Vengono per lo più dall’Iraq, ma ci sono anche molti pakistani e afghani, qualcuno della Nuova Guinea e un italiano tra i destinatari dell’avviso di conclusione delle indagini fatto notificare dal pm Alessandro Rho, lo stesso che ha diretto l’inchiesta che ha già portato a nove condanne. Le accuse sono quelle di contraffazione di dichiarazioni di ospitalità con cui sarebbero stati indotti in errore i funzionari della Commissione territoriale annessa al Centro d’accoglienza S. Anna per il riconoscimento della protezione internazionale e i pubblici ufficiali nel rilasciare permessi di soggiorno falsi anche a chi non ne aveva i requisiti ma era interessato soltanto a un titolo che consentisse libertà di movimento in Italia e in Europa.

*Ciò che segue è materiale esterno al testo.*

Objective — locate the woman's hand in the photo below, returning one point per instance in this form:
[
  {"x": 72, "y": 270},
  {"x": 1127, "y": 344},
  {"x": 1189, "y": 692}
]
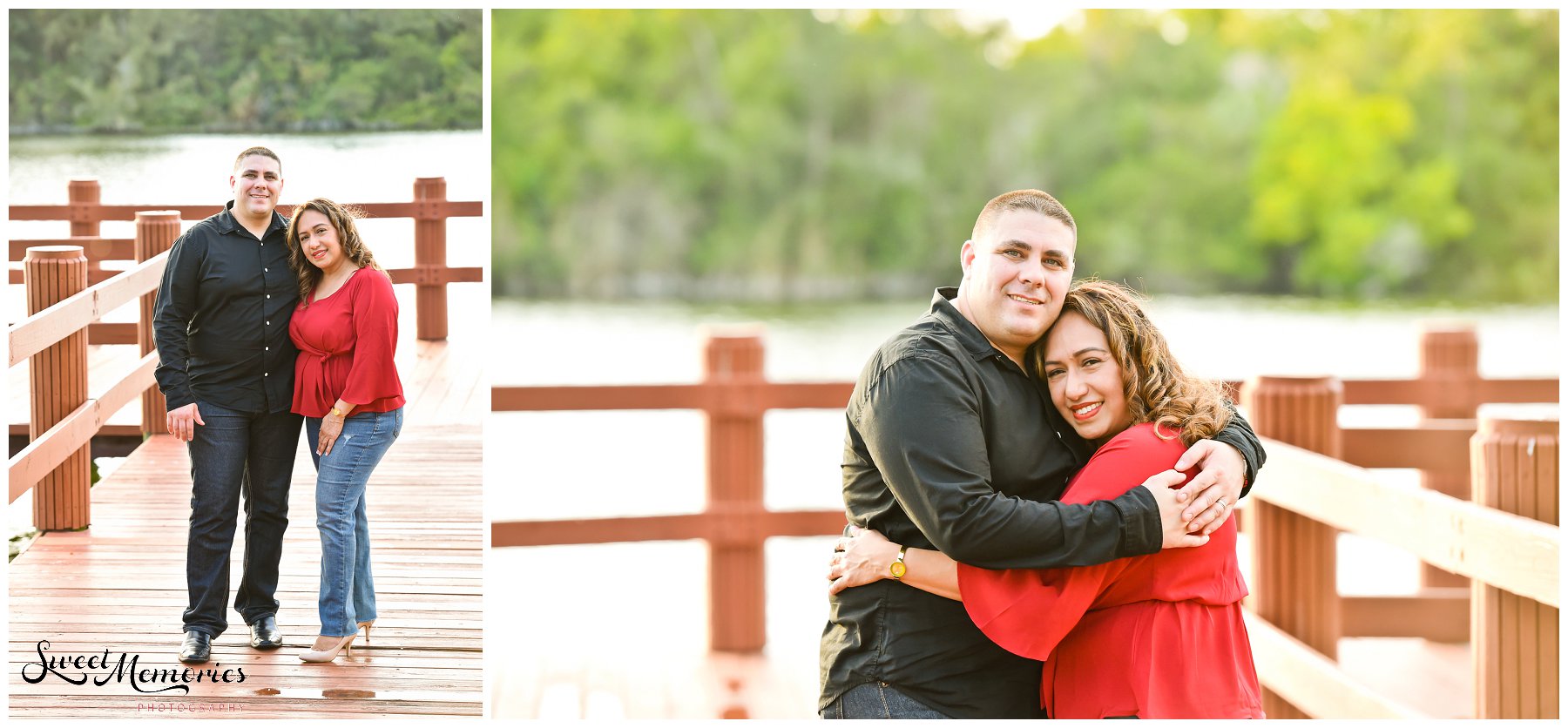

Un’appendice investigativa dell’inchiesta madre, che ha già portato alle condanne in primo grado, le cui motivazioni sono state depositate di recente, come già riferito dal Quotidiano, dal Tribunale penale presieduto da Antonella Elvezia Cordasco. Le nuove accuse non possono essere lette in maniera disgiunta rispetto ai numerosi casi confluiti nei capi d’imputazione e analizzati meticolosamente dai giudici nelle oltre 1200 pagine di cui si compone la sentenza.
In quel provvedimento si legge, tra l’altro, che «i richiedenti, al momento della presentazione dell’istanza, sebbene si servissero dell’assistenza di legali crotonesi, non si trovavano in Italia ma nel Paese d’origine da cui, lungi dall’essere in fuga, si allontanavano solo per l’espletamento delle fasi dell’iter amministrativo». «Emblematico» viene ritenuto dai giudici il caso di un irakeno che in sede di audizione presso la Commissione territoriale, annessa a un centro d’accoglienza fra i più grandi d’Europa, dichiarò di avere timore di essere ucciso se fosse rientrato nel proprio Paese ma prima di arrivare in Italia si era già premunito del biglietto aereo di ritorno.
Il Tribunale rileva che il «reiterato e sistematico ingresso nel Paese da cui i richiedenti deducevano di essere in fuga costituisce un chiaro indice del carattere mendace della storia e dei motivi posti alla base dell’istanza di protezione quanto dell’assenza dei presupposti per il riconoscimento dello status» (di rifugiato, ndr). Due le presunte associazioni a delinquere sgominate, che si avvalevano anche di “cellule internazionali” in collegamento con i Paesi da cui provenivano i flussi migratori, specie il Kurdistan iracheno.
«Procacciatori di clienti» erano intermediari e faccendieri stranieri, che fungevano da tramite rispetto ad un gruppo di avvocati, col supporto di interpreti e agenti in servizio presso l’Ufficio Immigrazione della Questura, al fine di favorire la permanenza nel nostro Paese di numerosi curdo-iraqeni che, pur non essendo stabilmente residenti in Italia, vi sarebbero giunti regolarmente, muniti di visto turistico, al solo fine di ottenere la protezione internazionale e quindi di garantirsi, illecitamente, un soggiorno di lungo periodo nell’area Schengen. Tutto ciò a fronte del pagamento di somme di denaro poi ripartite tra i componenti dei due presunti gruppi criminali. Eccolo il sistema Crotone, terra crocevia dell’immigrazione divenuta, anche, un business su cui lucrare illecitamente.